La visita del hada Campanita a la Villa y Corte
Cuento
EL hada Campanita se aburría y, harta de estar sentada
sobre el borde de un farol, con el ceño fruncido y los brazos cruzados mientras
balanceaba sus zapatillas con pompón, tuvo la feliz idea de abandonar por un
rato el país de Nunca Jamás y bajar Madrid, ciudad de la que había oído hablar;
que si las calles están llena de gente todas horas, que si los bares de tapas,
que si el buen tiempo, así que decidió hacer un poco de turismo. Se plantó
delante de un espejo, atusó su moño, alisó su faldita verde que ajustó un poco
más a su diminuto trasero y estuvo lista para emprender su aventura.
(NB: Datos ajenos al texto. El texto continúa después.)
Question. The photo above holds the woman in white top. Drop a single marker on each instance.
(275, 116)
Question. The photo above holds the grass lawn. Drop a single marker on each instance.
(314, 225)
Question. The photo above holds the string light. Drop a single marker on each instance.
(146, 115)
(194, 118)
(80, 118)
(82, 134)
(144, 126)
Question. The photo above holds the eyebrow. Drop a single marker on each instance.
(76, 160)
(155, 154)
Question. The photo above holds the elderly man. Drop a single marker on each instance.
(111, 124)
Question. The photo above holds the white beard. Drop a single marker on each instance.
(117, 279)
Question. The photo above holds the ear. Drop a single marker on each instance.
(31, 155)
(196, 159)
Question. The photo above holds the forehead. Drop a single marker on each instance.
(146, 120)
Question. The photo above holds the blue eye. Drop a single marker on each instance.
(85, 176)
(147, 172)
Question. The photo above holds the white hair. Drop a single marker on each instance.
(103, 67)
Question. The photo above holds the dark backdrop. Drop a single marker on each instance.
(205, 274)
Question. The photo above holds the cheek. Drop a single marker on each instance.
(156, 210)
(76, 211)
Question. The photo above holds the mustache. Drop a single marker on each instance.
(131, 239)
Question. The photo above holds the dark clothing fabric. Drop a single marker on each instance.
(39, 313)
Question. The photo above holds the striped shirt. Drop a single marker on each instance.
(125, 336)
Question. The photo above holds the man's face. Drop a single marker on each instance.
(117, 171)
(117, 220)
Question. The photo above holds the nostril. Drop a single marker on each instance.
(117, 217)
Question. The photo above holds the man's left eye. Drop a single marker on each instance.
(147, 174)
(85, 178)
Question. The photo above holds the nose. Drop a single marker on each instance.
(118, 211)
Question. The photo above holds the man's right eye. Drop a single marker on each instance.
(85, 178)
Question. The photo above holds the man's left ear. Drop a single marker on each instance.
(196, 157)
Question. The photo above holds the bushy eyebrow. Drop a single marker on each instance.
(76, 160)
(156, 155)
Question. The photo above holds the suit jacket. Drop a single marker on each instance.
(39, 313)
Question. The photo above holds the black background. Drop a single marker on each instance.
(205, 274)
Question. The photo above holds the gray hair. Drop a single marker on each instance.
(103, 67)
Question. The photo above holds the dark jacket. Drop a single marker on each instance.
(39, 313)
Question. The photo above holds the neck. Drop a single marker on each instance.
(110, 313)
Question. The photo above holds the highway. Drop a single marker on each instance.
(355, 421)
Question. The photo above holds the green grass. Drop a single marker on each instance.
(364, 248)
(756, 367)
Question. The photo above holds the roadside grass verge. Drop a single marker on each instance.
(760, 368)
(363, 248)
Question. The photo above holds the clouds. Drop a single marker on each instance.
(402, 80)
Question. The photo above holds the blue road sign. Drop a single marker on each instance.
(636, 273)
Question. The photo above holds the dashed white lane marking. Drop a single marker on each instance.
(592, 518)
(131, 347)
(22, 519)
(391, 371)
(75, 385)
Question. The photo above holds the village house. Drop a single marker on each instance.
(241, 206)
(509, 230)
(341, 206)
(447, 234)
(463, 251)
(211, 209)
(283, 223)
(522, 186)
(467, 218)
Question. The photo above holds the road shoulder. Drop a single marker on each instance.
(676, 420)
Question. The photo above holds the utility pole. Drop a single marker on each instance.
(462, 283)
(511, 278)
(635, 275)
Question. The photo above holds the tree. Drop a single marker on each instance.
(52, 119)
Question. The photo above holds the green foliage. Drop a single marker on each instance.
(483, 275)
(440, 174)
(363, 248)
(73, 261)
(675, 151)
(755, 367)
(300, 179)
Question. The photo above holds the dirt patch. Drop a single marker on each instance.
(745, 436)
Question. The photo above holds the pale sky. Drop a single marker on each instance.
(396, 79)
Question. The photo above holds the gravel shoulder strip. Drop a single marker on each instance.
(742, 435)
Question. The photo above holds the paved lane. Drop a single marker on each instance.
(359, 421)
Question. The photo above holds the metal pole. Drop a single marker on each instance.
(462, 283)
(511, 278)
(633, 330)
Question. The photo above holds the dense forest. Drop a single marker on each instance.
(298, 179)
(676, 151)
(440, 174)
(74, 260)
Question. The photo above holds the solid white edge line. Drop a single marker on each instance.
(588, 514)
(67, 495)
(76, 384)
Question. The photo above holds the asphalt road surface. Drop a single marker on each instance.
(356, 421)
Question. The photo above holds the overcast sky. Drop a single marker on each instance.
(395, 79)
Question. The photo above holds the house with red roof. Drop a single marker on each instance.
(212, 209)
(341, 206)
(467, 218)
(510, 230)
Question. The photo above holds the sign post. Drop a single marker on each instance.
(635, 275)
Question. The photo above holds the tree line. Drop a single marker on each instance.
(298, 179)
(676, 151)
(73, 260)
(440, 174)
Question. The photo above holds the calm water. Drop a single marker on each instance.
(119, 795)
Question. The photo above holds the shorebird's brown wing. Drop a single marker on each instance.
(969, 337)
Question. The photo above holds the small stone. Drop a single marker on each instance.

Su llegada a la ciudad coincidió con esa hora mágica en
la que, una vez el camión de la basura ha dejado de hacer ruido, los
trasnochadores se han ido por fin a dormir y los madrugadores se quedan un
momento más pegados a las sábanas. Encaramada en lo alto del edificio de
telefónica observó las calles que se desplegaban ante ella marcadas por
lucecitas bajo un cielo aún de auténtico color azul noche y sin estrellas.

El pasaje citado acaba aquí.